Plants have specialized pigment systems that can capture radiant energy in different regions of the electromagnetic spectrum. For example, photosynthetically active radiation (400-700 nm), captured by chlorophyll pigments, provides the energy for photosynthesis, the process by which plants combine carbon dioxide and water to produce oxygen and carbohydrates. Carbon assimilated during photosynthesis provides the energy to sustain life on earth.
Light also acts as a signal of environmental conditions surrounding the plants. There are photoreceptors that function as signal transducers to provide information that controls physiological and morphological responses. Through these pigments, plants have the ability to perceive subtle changes in light composition for initiation of physiological and morphological changes. This ability of light to control plant morphology is independent of photosynthesis and is known as photomorphogenesis. In photomorphogenesis, photons in specific regions of the spectrum are perceived by the photoreceptors present in smaller quantities. Known photomorphogenic receptors include phytochrome (the red and far-red light sensor that has absorption peaks in red and far-red regions of the spectrum, respectively) and "cryptochrome" (the hypothetical UV-B and blue light sensor).
Phytochrome is the most intensively studied sensory pigment that controls photomorphogenesis. Phytochrome is capable of detecting wavelengths from 300 to 800 nm with maximum sensitivity in red (R, 600 to 700 nm with peak absorption at 660 nm) and far-red (FR, 700 to 800 nm with peak absorption at 730 nm) wavelengths of the spectrum. This pigment system consists of two interconvertible forms: the Pr form absorbs red light and upon absorption is transformed into the Pfr form which absorbs far-red light and is transformed into the Pr form. Of the two forms, the Pfr form is assumed to be the active form that controls signal transduction and plant response.

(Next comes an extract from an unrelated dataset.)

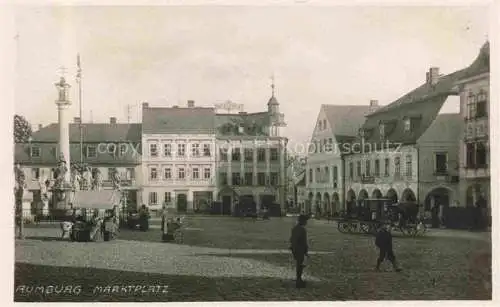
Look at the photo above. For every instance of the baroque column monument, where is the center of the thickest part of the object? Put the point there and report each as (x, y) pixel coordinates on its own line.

Photon ratios between the red and far-red region of the spectrum (R:FR ratio) and in vitro estimates of phytochrome photoequilibrium (f) [amount of phytochrome in the Pfr form relative to total phytochrome (Pfr:Ptot at photoequilibrium)] have been commonly used to quantitatively describe the phytochrome-mediated responses such as stem elongation. In general, f depends largely on the absorption of red and far-red wavelengths by the plant and therefore, f decreases with decreasing R:FR ratio. A hyperbolic relationship exists between R:FR ratio and f indicating that a small change in R:FR ratio can result in a large change in f in the natural environment. Stem elongation rate and height of a range of herbaceous plants have been shown to be inversely proportional to the f (i.e. higher the f shorter the plant). Therefore, by manipulating the red and far-red light in the greenhouse to establish a high f, height of greenhouse crops can be controlled with minimum chemical applications.
Greenhouse light quality manipulation can be achieved either with supplemental electric lighting systems with relatively high red and low far-red light or by spectral filters that can alter red and far-red light balance of sunlight. Incandescent lamps, which are low in R:FR ratio, frequently lead to stem elongation while fluorescent sources, which are high in R:FR ratio, produce short and compact plants. Radiation filters, both liquid and rigid, for improving greenhouse crop productivity and reducing greenhouse temperature gained attention in the 1970s and considerable progress has been made since then.